For these are vast revolutions from reflex action to instinct, and from instinct to the reign of the individual will, and from appetite to selfishness on the ground of higher motives, and from immediate gratification to prudential considerations. And the crowning change of all is from selfishness to love. And each one of them takes time. Remember that the Old Testament history is the record of how God taught one little people that there is but one God, Jehovah. Think of the struggles, defeats, and captivities which the Israelites had to undergo before they learned this lesson, and even then only a fraction of the people ever learned it at all. As the prophet foretold, so it came to pass. Though Israel was as the sand by the sea-shore, but a remnant was saved.

But while we seek to do full justice to the animal, let us not underestimate the vast differences between it and man. The true evolutionist takes no low view of man's present actual attainments; in his possibilities he has a larger faith than that of the disbeliever in evolution. In intelligence and thought, in will power and freedom of choice, in one word, in all that makes up character and personality, man is immeasurably superior to the animal. These powers raise him to a new plane of being, give him an indefinitely higher and broader life, and his appearance marks a new era. He alone is a moral, responsible being, to a certain extent the former of his own destiny and recorder of his doom, if he fails. This gives to all his actions a peculiar stamp of a dignity only his. What he is and is to be we must attempt to trace in another lecture. But to one or two characteristic results of his progress we must call attention here.

The principal subject of man's study is not so much the things which surround him as his relation to them and theirs to each other. His environment has become really one, not so much one of tangible and visible objects as of invisible relations. And these will demand endless investigation. The more he studies them the more wonderful do they become. The vein broadens and grows indefinitely richer the deeper he searches into it. We find thus the purpose of the intellect; it is to study environment.

And now a little about motives. The animal begins with appetite, and some animals and men never get any farther. And yet how easily this appetite for food is satiated! We all remember our experiences as children around the Thanksgiving or Christmas table. What a disappointment it was to us to find how soon our appetite had forsaken us, and that we had lost the power of enjoying the delicacies which we had most anticipated. And over-indulgence often brought sad results and was followed by a period of penitential fasting. And the appetites for sense gratification must always lead to this result. They not only crave things which "perish with the using;" temporarily at least, often permanently, the appetite itself perishes with the gratification.
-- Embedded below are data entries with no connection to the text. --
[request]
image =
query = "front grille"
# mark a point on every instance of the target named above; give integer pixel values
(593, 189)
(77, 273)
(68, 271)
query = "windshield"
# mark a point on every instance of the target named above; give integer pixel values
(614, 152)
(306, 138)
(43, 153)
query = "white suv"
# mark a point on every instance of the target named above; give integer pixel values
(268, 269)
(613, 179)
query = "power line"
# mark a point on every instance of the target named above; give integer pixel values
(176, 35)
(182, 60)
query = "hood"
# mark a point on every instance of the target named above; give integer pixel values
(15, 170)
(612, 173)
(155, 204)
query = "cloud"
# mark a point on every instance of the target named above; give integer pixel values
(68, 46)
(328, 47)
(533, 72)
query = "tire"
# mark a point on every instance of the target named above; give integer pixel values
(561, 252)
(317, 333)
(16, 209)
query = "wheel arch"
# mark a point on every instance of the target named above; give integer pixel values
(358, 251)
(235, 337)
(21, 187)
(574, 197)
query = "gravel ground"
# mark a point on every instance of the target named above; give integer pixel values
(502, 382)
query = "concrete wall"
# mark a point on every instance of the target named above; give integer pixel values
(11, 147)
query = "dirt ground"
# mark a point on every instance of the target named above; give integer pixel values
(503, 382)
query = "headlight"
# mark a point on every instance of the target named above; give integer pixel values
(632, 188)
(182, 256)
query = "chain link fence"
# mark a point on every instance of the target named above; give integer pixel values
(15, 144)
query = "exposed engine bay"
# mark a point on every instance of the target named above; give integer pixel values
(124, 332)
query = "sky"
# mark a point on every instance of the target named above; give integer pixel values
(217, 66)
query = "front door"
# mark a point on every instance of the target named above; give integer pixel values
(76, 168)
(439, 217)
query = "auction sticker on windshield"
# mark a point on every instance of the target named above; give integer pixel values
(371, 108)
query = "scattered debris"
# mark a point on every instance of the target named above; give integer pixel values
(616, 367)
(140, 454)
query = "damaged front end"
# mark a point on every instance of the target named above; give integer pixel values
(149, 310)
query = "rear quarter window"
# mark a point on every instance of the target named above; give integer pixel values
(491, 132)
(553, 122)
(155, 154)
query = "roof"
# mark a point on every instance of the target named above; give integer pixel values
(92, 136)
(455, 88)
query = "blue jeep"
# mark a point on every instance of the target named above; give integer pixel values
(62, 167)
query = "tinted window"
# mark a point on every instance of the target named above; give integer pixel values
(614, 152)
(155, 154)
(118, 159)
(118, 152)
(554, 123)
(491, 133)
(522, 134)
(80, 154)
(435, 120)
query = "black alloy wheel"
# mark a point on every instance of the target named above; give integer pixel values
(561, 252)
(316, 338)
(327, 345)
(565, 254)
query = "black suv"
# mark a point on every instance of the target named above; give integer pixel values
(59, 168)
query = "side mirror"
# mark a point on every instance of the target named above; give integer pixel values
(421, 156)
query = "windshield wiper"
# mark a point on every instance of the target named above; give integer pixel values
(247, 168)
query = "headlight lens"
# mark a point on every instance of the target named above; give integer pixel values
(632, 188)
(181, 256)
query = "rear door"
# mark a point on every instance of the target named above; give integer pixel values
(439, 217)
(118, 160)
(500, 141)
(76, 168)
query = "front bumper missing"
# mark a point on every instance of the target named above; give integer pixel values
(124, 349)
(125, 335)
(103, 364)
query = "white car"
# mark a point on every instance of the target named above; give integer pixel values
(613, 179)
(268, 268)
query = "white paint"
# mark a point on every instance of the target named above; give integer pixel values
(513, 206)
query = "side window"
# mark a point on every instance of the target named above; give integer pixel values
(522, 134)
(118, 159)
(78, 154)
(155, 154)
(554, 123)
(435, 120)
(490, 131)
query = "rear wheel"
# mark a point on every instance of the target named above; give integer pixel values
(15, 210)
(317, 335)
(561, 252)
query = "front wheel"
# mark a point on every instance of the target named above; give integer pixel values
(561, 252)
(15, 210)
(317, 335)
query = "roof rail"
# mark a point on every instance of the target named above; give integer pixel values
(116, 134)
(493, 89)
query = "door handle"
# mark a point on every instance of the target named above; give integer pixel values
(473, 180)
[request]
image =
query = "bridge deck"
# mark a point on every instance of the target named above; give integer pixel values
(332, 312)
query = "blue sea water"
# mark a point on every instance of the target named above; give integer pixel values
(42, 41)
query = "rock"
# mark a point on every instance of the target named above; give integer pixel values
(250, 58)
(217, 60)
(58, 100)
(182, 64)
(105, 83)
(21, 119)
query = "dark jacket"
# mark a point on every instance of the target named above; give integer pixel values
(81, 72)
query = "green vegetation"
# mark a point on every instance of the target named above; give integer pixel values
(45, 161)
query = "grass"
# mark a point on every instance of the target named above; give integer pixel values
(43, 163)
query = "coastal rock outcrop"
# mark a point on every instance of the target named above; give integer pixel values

But what of the appetite, if you will pardon the expression, for truth and right? All attainment only strengthens it; and, instead of enslaving, it makes men ever more free. And yet what a power there is in the appetite for truth and righteousness? In obedience to it man gives his body to be burned, or pours out his life-blood drop by drop for its attainment, and rejoices in the sacrifice. There are victims to appetite: there are only martyrs to truth. This soul hunger for truth and right, growing more intense as the soul is filled with the object of desire, is the only one capable of indefinite development and dominance of the will. This must be and is the mental goal of animal development, if man has a future corresponding in length at all to his past. Otherwise the history of life becomes a "story told by an idiot." For its satisfaction is the only one which never causes satiety, and of which over-indulgence is impossible. All others lead only to a slough of despond, or the deeper and more treacherous slough of contentment, beyond which rise no delectable mountains or golden city.